If you are new here, I have been using Whoop since August of 2019 and it has been my go-to training aid. It has helped me get better results from my workouts and recovery. I have made several videos on the subject and have nothing bad to say about it. Except now, I am leaving…

I first started using Whoop to monitor and learn what was happening to my body while training for the Ironman triathlon. If you are unfamiliar with Whoop, they are a company that provides a wearable tracking device that monitors your heart rate throughout the day and night. The reason I initially chose Whoop is that it collected and presented my workout and sleep data with a wearable device and tracks your physical strain and recovery on a day-to-day basis. It has been an incredibly useful tool over this past year.

Using Whoop for the past year has provided me with a keen understanding of what helps and hinders my sleep, which influences my recovery, which in turn influences how I train.

By now you might be asking, ‘If Whoop has been helpful, then why are you saying goodbye?’

To best explain my reasons, I will breakdown the value of Whoop for me into three main areas: sleep, recovery, and training.

First, the greatest value I derive from Whoop is sleep tracking. Over the past year, I have gained a great deal of insight into my sleep. The daily journal within their app helped me identify factors and patterns that positively and negatively affected my sleep. Limiting the negative factors while promoting positive ones has led to an increase in the quality and quantity of my sleep. With this insight, I feel confident I have built a foundation of good sleep practices that I can continue without Whoop. In turn, as long as I maintain these practices, it should lead to continued positive gains in recovery and training.

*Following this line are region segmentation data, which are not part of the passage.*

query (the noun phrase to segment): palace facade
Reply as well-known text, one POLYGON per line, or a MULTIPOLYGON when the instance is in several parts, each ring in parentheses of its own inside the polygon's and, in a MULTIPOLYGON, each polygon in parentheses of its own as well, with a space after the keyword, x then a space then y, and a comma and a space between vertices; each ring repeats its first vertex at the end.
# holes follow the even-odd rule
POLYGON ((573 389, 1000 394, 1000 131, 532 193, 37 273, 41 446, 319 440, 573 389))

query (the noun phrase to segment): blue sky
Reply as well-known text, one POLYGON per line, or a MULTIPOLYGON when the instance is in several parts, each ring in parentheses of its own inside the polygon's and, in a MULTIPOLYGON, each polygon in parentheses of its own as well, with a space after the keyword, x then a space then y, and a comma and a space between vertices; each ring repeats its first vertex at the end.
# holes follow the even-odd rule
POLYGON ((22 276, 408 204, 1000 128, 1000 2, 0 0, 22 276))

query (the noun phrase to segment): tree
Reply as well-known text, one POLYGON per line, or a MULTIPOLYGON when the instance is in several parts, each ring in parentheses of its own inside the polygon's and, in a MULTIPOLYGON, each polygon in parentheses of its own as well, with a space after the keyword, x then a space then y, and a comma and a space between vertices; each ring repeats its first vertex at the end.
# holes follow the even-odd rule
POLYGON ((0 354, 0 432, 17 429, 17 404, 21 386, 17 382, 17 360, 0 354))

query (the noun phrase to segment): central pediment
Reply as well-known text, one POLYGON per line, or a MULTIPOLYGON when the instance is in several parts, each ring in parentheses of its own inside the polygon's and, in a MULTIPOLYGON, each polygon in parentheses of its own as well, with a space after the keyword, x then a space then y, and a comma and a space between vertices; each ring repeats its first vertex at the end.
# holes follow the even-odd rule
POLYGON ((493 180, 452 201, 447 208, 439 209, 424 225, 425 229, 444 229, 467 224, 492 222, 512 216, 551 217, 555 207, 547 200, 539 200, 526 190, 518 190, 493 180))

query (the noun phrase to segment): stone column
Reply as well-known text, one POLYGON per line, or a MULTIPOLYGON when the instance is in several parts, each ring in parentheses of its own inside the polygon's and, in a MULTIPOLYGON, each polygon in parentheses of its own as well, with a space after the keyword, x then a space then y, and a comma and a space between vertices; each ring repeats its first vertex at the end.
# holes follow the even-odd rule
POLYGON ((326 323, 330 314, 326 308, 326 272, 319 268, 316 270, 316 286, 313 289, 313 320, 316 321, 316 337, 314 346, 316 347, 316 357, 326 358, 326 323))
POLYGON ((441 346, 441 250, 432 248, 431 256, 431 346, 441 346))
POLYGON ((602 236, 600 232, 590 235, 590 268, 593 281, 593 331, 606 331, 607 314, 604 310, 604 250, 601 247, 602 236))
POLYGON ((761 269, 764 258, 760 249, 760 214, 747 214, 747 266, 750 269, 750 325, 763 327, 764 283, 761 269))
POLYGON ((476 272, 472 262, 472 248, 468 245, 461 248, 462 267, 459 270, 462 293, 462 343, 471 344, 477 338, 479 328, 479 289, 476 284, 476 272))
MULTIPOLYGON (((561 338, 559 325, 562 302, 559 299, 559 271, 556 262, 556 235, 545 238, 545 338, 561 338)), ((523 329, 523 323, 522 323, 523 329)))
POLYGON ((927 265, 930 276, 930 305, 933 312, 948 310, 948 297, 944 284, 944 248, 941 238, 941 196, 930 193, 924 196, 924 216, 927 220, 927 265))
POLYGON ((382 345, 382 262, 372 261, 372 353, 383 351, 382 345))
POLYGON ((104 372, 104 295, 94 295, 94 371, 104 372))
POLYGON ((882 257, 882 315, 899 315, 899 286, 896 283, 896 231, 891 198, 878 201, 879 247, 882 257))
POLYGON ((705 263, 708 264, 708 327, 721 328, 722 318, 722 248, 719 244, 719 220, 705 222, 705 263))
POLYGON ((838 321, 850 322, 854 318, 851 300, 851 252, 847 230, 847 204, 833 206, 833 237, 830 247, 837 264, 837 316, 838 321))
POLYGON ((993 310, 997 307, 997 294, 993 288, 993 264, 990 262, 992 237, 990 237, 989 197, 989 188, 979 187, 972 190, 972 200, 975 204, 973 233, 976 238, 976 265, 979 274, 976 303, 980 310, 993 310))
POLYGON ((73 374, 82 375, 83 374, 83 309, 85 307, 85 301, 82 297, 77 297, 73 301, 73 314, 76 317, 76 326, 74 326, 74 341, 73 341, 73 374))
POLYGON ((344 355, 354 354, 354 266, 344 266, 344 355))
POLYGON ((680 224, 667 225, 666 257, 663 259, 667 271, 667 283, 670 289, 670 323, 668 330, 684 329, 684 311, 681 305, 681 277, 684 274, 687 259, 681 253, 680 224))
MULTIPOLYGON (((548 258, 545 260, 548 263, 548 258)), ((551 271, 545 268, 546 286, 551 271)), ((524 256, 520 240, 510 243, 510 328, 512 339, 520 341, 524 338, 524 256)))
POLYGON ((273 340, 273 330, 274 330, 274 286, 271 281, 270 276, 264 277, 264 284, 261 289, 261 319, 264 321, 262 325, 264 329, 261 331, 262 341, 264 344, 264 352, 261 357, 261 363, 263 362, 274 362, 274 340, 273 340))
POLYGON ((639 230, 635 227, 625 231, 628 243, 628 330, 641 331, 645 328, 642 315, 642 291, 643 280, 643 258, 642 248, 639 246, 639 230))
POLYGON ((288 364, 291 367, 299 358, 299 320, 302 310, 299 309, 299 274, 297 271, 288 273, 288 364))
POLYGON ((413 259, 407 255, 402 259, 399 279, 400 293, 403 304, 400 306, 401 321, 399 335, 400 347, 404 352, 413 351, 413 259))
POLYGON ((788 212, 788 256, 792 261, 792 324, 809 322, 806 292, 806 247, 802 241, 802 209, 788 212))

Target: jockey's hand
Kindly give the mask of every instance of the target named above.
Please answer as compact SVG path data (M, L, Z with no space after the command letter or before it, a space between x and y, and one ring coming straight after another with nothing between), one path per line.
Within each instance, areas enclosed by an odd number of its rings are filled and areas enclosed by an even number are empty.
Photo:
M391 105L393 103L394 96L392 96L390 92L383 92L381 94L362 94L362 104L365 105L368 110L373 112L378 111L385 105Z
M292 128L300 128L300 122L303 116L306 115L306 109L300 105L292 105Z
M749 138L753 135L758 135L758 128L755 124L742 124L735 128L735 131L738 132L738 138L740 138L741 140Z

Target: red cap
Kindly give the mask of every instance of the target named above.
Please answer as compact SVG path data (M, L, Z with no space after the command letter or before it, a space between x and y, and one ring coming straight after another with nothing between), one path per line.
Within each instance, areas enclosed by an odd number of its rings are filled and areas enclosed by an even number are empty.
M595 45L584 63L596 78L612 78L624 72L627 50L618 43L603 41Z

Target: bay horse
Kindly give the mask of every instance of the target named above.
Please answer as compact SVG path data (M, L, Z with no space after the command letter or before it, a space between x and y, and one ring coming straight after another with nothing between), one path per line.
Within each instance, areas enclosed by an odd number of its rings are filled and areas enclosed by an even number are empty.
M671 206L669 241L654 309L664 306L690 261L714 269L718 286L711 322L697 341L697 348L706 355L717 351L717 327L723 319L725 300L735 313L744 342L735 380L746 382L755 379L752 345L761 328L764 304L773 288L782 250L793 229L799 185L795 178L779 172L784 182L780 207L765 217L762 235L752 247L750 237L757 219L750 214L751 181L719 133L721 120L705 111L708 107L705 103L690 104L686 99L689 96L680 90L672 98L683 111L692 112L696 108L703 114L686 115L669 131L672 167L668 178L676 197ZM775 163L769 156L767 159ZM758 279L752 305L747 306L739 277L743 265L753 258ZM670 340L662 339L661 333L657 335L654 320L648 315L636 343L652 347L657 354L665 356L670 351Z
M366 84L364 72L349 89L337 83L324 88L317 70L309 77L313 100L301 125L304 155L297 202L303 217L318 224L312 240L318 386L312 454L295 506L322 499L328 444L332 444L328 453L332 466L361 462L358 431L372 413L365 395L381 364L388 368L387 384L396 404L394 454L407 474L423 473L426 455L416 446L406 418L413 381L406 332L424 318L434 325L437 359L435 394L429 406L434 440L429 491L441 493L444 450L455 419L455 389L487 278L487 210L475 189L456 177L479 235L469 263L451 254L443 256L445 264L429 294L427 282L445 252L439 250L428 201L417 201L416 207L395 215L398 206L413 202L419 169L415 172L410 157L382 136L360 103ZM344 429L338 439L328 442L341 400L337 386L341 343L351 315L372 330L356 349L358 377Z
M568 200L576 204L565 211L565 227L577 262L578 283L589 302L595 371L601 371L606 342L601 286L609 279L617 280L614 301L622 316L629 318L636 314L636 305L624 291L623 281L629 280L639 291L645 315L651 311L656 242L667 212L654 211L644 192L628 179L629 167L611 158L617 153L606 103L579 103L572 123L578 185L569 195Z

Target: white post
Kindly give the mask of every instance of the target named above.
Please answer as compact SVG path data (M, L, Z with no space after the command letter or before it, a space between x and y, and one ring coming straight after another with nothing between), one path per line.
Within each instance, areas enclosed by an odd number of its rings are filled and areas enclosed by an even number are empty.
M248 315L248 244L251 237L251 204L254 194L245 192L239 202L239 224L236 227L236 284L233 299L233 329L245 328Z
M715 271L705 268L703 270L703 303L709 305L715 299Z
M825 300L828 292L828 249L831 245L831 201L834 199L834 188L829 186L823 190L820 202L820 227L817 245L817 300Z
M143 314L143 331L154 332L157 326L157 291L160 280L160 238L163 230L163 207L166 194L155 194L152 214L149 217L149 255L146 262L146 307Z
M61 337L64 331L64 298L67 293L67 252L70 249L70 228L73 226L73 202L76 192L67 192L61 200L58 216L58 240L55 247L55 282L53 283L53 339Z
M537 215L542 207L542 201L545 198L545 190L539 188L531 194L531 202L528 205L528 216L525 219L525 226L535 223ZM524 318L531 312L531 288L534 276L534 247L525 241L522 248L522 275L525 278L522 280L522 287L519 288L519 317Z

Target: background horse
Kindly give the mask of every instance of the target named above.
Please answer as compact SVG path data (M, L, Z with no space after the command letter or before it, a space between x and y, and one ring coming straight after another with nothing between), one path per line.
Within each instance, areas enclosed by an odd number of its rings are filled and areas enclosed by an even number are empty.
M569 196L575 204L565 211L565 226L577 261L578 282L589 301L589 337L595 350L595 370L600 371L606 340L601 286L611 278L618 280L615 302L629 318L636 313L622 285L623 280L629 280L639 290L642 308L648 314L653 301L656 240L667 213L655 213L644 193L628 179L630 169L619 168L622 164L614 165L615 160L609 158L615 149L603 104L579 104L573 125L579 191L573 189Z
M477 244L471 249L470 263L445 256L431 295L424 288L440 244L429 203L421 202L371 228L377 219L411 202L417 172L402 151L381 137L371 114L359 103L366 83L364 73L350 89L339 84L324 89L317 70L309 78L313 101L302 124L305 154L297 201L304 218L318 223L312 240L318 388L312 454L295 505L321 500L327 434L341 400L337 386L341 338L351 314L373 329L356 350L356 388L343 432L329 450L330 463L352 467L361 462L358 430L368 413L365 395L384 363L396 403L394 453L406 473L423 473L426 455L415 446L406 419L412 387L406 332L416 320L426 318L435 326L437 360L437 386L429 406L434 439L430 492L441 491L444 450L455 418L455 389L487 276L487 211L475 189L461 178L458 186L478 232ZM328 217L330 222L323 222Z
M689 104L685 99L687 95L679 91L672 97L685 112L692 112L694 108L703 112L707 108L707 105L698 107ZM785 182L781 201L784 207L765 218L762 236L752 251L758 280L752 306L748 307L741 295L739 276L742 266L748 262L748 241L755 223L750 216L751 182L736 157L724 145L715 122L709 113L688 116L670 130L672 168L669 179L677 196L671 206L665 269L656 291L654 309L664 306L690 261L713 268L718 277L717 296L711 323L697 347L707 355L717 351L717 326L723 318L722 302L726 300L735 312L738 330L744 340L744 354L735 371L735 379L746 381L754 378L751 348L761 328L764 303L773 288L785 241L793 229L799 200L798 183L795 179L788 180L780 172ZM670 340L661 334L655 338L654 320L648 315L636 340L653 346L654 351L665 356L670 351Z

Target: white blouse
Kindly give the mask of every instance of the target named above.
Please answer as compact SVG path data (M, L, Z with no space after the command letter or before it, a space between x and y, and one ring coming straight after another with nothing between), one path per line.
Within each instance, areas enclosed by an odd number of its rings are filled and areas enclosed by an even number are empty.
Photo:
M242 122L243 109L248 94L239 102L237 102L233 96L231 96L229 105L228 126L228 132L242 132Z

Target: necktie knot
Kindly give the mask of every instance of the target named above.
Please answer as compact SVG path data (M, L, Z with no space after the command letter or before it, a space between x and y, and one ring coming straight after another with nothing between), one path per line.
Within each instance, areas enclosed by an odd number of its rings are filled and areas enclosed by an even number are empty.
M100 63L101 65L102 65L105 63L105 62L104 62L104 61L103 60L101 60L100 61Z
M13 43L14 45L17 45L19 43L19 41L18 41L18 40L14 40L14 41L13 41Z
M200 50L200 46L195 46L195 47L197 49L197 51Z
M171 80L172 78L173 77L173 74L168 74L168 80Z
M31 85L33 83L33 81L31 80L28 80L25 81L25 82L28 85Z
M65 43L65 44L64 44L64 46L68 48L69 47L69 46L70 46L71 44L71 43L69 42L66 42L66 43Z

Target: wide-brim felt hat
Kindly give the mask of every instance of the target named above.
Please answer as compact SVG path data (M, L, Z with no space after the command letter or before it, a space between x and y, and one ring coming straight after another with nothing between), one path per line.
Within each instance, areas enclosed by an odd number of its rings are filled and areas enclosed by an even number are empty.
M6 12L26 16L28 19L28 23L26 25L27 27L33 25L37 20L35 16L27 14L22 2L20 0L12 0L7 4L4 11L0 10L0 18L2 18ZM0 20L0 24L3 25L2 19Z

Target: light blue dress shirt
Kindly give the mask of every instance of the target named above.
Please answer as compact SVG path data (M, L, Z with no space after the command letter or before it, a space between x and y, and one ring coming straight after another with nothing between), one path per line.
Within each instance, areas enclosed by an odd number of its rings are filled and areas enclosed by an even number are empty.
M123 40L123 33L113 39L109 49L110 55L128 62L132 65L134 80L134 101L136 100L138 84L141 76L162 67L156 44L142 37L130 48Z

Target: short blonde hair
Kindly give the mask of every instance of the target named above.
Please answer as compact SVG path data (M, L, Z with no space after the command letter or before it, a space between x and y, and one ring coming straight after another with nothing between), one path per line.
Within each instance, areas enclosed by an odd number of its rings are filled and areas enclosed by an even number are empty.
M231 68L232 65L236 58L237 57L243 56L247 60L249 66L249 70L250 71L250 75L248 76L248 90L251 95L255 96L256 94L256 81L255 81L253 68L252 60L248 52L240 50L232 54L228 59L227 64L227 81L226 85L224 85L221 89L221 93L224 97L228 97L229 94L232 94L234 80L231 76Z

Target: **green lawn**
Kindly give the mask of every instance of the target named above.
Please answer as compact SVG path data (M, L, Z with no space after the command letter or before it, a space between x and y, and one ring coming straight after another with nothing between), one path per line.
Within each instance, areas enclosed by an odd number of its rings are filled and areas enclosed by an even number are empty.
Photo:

The second reason for this decision is I have recently acquired an Apple Watch SE. For me, there are several benefits to owning an Apple Watch and I will go into them in another video. As it relates to Sleep, the Apple Watch can keep track of how much time I spent in bed and asleep. One of the best things I learned from my time using Whoop was how to create a reliable sleep pattern. This means I know within a half-hour my ideal time to go to bed in order to wake up the next day and feel refreshed. The Apple Watch allows me to set a Sleep Goal which reminds me when it’s time to wind down before bed and then gently wakes me up in the morning. And because my body has adapted to a consistent sleep pattern, the haptic alarm on the Apple Watch is enough to wake me up and I haven’t yet slept through the alarm.

My third reason to leave Whoop has to do with the inter-relatedness of recovery and training. Training influences recovery, i.e. the harder the training, the more recovery needed. At a basic level getting more sleep can promote better recovery, though it doesn’t provide the whole story. When you don’t account for training effort and volume on a given day, you risk underestimating how recovered you are on a day-to-day basis. Fortunately for me, my primary training zone as an endurance athlete is aerobic in nature and when executed correctly, does not put as great a strain on my body as more intensive training efforts. As I have said before, I have never used Whoop as a heart rate monitor when training for triathlon. My preference has always been a chest strap heart rate monitor which is connected to my Garmin. At the end of each workout, the Garmin provides the recommended hours needed for a full recovery. Training for an Ironman, the majority of my workouts are performed within my low aerobic zone, i.e. Zone 2 heart rate, and the intensity of the workout is not that great, which does not require extended periods of recovery. With regard to workout intensity, the general rule I follow is to maintain an intensity that does not require more than 24 hours to full recovery. There are times when I disregard this rule, e.g. during a build phase, or a singular intense workout, though this isn’t that frequent during the base building phase. For me, my Garmin watch has become a reliable indicator of time to recovery and by keeping within these recommendations, and maintaining good recovery habits and practices I can keep my training on track.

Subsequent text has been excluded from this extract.